Since its early years users have been able to interact with eXist-db by communicating directly with the Jetty server, and over time eXist-db has increasingly come to support features that are more commonly associated with a Content Management System (CMS) than with a database, such as themes, templates, and page management (not just data resource management). We might consider the eXist-db core functionality, the DBMS services at the innermost layer of an eXist-db installation, as analogous to the thick peanut butter center of a Reese’s Peanut Butter Cup, and the Jetty servlet container, which provides eXist-db’s REST interface, as the thin outer layer of chocolate. But the analogy does not depend only on the fact that the eXist-db DBMS services are wrapped, as it were, inside Jetty’s CMS ones. Peanut butter and chocolate have a long history as independently popular foodstuffs, and neither depends in any necessary, obvious, or even intuitive way on the other, yet their combination in a single product has proven impressively popular with consumers. Similarly, there is nothing about a DBMS that requires or expects CMS services, and vice versa, yet the growing integration of the two types of functionality within eXist-db confirms that they can be combined to create a resource for developing and deploying digital editions.

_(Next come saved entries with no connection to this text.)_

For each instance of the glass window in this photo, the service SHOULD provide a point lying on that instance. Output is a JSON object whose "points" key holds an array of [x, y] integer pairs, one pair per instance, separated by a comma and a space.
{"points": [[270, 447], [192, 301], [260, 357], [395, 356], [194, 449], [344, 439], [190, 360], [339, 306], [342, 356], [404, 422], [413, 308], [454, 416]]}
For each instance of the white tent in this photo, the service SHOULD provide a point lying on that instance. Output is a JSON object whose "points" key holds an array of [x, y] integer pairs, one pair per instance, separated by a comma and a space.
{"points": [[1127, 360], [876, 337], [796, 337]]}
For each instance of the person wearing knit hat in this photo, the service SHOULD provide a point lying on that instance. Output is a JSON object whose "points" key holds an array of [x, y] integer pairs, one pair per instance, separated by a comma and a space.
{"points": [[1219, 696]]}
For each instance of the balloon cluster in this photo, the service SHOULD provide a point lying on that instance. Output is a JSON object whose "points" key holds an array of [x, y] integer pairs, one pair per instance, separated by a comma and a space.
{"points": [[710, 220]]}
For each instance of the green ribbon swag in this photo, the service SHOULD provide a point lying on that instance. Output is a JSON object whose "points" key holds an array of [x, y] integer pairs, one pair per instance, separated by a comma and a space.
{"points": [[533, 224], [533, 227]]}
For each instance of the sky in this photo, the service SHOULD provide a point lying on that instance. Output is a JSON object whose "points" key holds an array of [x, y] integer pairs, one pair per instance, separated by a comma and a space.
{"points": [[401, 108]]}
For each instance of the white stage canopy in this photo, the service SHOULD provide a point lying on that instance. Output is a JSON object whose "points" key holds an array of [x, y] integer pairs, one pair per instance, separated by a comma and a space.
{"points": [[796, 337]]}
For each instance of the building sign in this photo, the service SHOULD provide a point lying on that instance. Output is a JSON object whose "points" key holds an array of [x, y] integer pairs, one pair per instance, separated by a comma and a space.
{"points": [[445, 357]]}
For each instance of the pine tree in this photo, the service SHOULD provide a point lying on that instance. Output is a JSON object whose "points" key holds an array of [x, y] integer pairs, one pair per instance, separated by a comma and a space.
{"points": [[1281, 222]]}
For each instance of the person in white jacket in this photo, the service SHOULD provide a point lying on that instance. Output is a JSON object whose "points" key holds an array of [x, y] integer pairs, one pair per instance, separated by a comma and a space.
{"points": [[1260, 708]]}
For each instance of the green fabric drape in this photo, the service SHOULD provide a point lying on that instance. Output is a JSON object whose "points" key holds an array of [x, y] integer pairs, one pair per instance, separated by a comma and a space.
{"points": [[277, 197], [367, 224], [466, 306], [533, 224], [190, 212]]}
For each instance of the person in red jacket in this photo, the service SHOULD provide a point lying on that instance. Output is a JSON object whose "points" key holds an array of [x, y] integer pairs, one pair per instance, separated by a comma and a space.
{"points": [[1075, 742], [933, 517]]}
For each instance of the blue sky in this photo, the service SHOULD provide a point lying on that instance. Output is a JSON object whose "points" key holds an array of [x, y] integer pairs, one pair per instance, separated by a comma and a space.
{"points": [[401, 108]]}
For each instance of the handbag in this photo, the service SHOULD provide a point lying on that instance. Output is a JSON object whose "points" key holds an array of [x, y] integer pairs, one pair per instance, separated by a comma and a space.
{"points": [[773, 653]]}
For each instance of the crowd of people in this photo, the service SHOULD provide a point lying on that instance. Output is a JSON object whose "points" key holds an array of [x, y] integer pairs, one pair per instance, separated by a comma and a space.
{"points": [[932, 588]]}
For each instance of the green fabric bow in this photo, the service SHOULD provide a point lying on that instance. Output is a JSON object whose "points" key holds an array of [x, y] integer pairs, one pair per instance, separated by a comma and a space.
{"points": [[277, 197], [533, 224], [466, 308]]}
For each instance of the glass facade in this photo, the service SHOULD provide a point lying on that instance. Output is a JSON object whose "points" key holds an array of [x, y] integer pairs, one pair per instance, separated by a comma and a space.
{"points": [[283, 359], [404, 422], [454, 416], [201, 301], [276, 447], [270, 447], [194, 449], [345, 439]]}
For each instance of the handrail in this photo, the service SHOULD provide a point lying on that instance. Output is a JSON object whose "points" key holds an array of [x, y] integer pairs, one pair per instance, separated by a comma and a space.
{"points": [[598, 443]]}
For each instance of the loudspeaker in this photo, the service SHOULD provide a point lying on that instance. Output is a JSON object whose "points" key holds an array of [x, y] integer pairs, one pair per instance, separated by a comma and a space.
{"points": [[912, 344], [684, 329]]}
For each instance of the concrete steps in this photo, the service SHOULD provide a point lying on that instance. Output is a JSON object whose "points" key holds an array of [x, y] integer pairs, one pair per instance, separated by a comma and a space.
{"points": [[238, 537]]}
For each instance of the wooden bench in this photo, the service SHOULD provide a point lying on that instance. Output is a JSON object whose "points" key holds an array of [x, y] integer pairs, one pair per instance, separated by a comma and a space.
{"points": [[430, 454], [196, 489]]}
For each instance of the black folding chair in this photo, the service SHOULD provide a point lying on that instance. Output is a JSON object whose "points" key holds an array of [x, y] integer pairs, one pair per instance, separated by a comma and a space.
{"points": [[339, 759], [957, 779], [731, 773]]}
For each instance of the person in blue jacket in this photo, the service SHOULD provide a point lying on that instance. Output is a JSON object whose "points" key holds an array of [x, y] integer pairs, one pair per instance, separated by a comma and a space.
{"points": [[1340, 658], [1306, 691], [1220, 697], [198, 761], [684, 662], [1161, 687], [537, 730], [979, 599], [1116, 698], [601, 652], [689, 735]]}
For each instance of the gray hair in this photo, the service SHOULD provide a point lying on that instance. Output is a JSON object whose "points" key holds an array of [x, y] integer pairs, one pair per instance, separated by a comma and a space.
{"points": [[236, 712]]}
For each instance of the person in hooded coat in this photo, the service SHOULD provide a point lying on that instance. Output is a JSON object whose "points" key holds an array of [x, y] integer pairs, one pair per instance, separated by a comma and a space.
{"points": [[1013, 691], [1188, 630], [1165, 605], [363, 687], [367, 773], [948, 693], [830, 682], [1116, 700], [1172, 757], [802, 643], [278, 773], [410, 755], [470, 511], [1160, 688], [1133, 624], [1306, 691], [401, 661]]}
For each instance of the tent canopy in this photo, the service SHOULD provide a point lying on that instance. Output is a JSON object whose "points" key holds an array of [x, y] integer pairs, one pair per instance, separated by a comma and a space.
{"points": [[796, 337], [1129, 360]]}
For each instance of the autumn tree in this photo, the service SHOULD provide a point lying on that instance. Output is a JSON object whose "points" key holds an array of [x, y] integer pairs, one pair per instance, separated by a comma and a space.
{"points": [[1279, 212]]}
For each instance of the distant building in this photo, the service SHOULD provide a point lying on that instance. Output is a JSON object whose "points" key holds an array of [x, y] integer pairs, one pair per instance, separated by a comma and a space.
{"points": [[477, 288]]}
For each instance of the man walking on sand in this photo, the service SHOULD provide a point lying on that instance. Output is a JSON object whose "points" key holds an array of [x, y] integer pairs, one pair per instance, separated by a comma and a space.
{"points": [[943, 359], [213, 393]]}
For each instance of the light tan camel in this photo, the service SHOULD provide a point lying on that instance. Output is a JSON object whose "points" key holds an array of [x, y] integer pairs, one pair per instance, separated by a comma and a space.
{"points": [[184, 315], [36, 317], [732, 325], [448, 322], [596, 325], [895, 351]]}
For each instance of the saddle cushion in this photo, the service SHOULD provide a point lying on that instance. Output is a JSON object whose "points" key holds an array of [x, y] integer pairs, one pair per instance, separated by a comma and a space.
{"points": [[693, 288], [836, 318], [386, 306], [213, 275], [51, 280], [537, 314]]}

While digital editions based on eXist-db have been produced using a variety of architectures, the release of TEI Publisher 4.0 in December 2018 [TEI Publisher 4.0] provides an opportunity for creators of digital editions, such as the authors of this paper, to review and assess the existing architectures in the context of this new one.[1] An implementation of the TEI Processing Model [TEI Processing Model, Turska 2015] that leverages Web Components for its default user interface [Web Components], TEI Publisher can be said to turn eXist-db into a hosting platform for digital editions that both goes very far beyond traditional DBMS services and provides functionality that would normally be expected from a CMS. The TEI Publisher documentation says as much explicitly (see especially the paragraph below the numbered list):
Despite its elegant simplicity, various projects we realized in the past prove that the TEI Processing Model is:
However, online editions require more than just a text transformation: the text needs to be embedded into an application context, adding navigation, pagination, search, facsimile display and so on. The larger part of TEI Publisher deals with those aspects, providing all the necessary building blocks for an online edition. [TEI Publisher Quickstart]1. powerful enough to cover complex transformation needs
2. a truly universal tool for any kind of digital edition
3. efficient and as fast (or faster) as handwritten transformations
4. suitable for any XML, not just TEI (this documentation is written in docbook!)
After a digression about web application architecture, which serves as a reference point for comparison and discussion, in the following sections we describe four models for integrating digital edition content into eXist-db. These are, in increasing order of eXist-db dependence:
-
using Apache [Apache] and PHP [PHP] to mediate between the user and eXist-db, so that eXist-db provides only DBMS services;
-
using pure XQuery, as implemented in eXist-db, as the server language for building web applications [Web applications];
-
using the eXist-db HTML templating framework [HTML templating]; and
-
using TEI Publisher [TEI Publisher].
Web application architecture
A typical web application architecture has a front end, or user-facing
interface; a middle tier, which handles interactions between the user and
the application data; and a back end, which is a data store of some kind.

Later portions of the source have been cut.